At some point of life, every one of us has cried. Many of us are very emotional and we cry a lot,
others are stronger and have a better control over their tears. People who care
about us and love us get concerned over why we cry but we are never able to
give them the right answer. Often they make assumptions and then explain to us
that whatever is happening is for the best and we should just accept it.
Have we ever asked ourselves why are we really crying? The answer
is very simple. We cry when a situation is not according to our will.
As a child, we used to cry when we didn’t want to go to
school but were forced to. We didn’t want our favorite toy to break but it
happened which made us cry. We wanted to eat our favorite snack but we needed a
healthier meal. We wanted to play but were forced to study. As a kid we didn’t
understand the better but our parents did and hence we were forced to do
something we didn’t want to. The result; crying.
Moving towards maturity, we still cry at many times. The reason
is still the same but now we can’t control it anymore, in most of the
situations. We failed in an exam; we didn’t want to, we were working hard, but
somehow not hard enough to clear the exam. We cry, because we are scared our
parents will scold us. We don’t want to be scolded, we want to be motivated, and
we want to hear “no problem if you failed this time, work harder and you will
pass the next exam”.
Many people even cry when they are in the wrong profession. It
was not their choice, they did it out of pressure from the family. They are
living a life they didn’t want, they are doing a job they don’t like but they have
to. How many doctors, engineers and managers are out there who would have been
happier being a painter, musician or a designer? Or how happy a dermatologist
might have been being a cardiologist, but the decision to become a dermatologist
had to be taken because of better opportunities in the field and better chances
of earning.
When a person leaves us, or dies, it is not according to our
will. It makes us cry. We didn’t want that person to leave us but we can’t make
things happen according to our will. Maybe we can convince a person to come
back into our life by solving problems but we cannot bring someone back from
the grave. This makes us cry even more. Someone we loved so much is no more, we
can’t see them, we can’t touch them, we can’t talk to them; this helpless
thought keeps the tears flowing.
When a girl gets married and has to leave her home, she
cries. She doesn’t want to go, she wants to stay with her parents, her
siblings, in her room, with her favorite food and movies. She wants that
liberty she has at her parent’s house. Her family cries because they don’t her want
to leave as well, but they are forced by the norms of society.

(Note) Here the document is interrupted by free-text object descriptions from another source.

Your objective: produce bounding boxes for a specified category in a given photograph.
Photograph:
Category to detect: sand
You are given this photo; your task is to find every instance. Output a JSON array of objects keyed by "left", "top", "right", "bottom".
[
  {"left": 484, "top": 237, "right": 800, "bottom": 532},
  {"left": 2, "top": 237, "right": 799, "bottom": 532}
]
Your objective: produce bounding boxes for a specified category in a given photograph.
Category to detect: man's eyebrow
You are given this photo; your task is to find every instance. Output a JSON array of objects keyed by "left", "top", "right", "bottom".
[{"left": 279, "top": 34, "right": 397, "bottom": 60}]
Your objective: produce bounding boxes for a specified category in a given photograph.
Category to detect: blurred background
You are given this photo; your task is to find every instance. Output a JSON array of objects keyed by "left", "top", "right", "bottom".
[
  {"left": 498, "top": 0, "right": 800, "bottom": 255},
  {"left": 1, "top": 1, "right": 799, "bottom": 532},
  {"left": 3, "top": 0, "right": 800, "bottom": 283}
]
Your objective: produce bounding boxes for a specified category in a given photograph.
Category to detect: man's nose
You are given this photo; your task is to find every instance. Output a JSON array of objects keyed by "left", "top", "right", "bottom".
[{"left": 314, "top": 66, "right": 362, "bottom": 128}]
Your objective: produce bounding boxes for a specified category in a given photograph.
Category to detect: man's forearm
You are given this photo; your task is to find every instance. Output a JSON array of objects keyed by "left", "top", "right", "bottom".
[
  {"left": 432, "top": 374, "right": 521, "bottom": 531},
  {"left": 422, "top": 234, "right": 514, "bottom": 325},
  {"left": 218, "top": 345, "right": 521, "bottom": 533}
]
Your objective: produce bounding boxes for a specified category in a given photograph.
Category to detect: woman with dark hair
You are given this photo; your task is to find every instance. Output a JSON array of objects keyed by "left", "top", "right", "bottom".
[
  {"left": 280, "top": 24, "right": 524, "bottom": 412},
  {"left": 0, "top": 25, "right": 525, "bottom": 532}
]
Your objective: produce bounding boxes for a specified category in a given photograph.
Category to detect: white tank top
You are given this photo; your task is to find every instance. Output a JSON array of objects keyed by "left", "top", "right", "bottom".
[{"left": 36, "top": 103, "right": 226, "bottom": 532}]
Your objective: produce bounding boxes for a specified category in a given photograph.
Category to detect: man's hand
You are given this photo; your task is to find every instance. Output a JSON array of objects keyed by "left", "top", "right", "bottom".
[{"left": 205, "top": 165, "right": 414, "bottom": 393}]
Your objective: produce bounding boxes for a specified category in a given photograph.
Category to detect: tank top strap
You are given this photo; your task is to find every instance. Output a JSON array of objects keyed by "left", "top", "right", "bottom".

When a person is angry and not talking to us, we often cry. We
don’t want that person’s anger, we didn’t mean to hurt them. We do or say
things that are the real us, which hurts the other person and then they ignore
us and we cry. Considering the person’s importance in our life we decide not to
say or do those things again. In other words we decide not to be ourselves.
When we cry we convince ourselves to accept the situation,
no matter how against it is to us. People who don’t cry are better at accepting
and submitting towards the needs of society and family. They accept that they
cannot take the situation into control and they have to do whatever they are
forced to. They have been taught not to fight for themselves and to accept the
decisions imposed on to them but at times, the very difficult times, even they
cry. They cry because on the inside, they wish they had the power to control
the situations in their lives and be happy the way they wish to be.